Côté technique le cockpit du chasseur était plutôt surencombré :
En plus de l’équipement de base du chasseur, il avait fallu loger tous les instruments de contrôle du bombardier soit deux manettes de gaz, les compte tours, les manomètres de température, de pression d’huile etc… Il fallait installer de manière provisoire d’épais faisceaux de câbles qui étaient fixés par du ruban adhésif aux jambages. Les réglages des pas d’hélice, les commandes des volets de radiateur, du train d’atterrissage et des volets étaient commandés par un système électro-hydraulique. A noter qu’un Mistel assemblé n’avait pas de freins sur les roues. Il était donc remorqué en seuil de piste pour le décollage.
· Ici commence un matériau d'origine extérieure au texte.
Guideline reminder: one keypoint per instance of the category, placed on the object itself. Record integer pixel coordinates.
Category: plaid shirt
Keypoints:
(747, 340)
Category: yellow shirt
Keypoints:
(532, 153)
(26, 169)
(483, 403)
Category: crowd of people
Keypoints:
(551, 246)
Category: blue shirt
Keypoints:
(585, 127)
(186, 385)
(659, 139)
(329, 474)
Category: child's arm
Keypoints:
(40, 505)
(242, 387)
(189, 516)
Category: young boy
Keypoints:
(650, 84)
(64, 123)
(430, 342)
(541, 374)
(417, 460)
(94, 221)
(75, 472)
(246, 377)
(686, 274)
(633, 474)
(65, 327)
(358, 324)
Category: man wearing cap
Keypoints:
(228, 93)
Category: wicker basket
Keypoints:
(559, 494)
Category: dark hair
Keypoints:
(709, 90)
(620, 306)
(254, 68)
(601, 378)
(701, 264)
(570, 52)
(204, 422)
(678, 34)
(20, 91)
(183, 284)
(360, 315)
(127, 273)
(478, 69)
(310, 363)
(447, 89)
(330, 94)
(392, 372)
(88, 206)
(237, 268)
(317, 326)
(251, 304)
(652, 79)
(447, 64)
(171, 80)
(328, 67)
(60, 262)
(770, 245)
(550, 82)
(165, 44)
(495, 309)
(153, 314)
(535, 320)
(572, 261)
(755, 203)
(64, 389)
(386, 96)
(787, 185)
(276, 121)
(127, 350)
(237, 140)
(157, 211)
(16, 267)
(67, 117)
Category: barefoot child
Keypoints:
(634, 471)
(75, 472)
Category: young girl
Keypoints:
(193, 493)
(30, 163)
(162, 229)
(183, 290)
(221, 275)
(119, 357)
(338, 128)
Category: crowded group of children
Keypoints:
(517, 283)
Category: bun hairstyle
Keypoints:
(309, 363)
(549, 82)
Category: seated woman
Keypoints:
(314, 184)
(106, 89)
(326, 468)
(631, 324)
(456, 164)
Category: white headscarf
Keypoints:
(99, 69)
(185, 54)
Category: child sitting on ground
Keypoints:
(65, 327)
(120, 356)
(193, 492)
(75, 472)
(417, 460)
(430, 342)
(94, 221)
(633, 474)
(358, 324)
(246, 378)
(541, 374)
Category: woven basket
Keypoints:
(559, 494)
Le décollage n’était pas une mince affaire. Un Ju88 pesait au maximum 13 tonnes au décollage à pleine charge. Un Mistel complet avec les pleins de carburant et la charge explosive pesait plus de 20 tonnes. Cet appareil pouvait décoller avec les plus grandes précautions mais ne pouvait atterrir sans casser le train. Les mécaniciens balayaient la piste de décollage pour éviter qu’un caillou ou une pièce métallique ne fasse éclater un pneu. Ce problème ne concernait pas les Mistel d’entraînement car l’avion porteur n’avait pas ses pleins, ni la charge explosive, et pesait donc le poids d’un Ju88 pleins faits avec son chargement de bombes.
Au décollage le 88 avait une fâcheuse tendance à virer sur la gauche juste avant l’arraché et donc le pilote devait intervenir rapidement pour corriger ce défaut. Sur le Mistel la réponse des commandes électriques était lente. Le pilote du chasseur devait apporter la plus extrême attention et une totale concentration lors de la phase de décollage. Il était gêné par sa position à 4.50 mètres au dessus du sol, et par le gros moteur du chasseur. D’autre part, placé à cette hauteur, les amplitudes des inégalités de la piste le secouaient comme un prunier et sa tête cognait les vitres du cockpit. Ses angoisses n’étaient pas finies car l’hélice du chasseur créait un couple gyroscopique supplémentaire, particulièrement lors du déjaugeage de la queue du bombardier.
Le lieutenant Eckard Dittmann avoue qu’en haut de l’échelle de pompier, il avait les genoux qui tremblaient avant de se glisser dans son cockpit. Autour de son cou une checklist pour être sûr de ne rien oublier :
1. gouvernes Ju88 à 0
2. gouvernes du Fw190 à 0
3. volets atterrissage Ju 88 sur « décollage »
4. volets d’atterrissage Fw190 sur « atterrissage »
5. Hélices Ju88 à « 12heures »
6. Hélice Fw190 sur « automatique »
7. contacteur basculant du Fw190 sur « décollage »
8. contacteur des détonateurs de la charge sur « désamorcé »
9. Contrôle du gyro de route
10. volet de sécurité train position haute
11. vérification de la bonne transmission des ordres aux commandes.
Puis il met pleins gaz aux deux engins et pendant de longues d’angoisse il va attendre que la queue du porteur se soulève, pour pouvoir voir devant lui.
Je reviendrais sur certaines missions accomplies par des Mistel armés.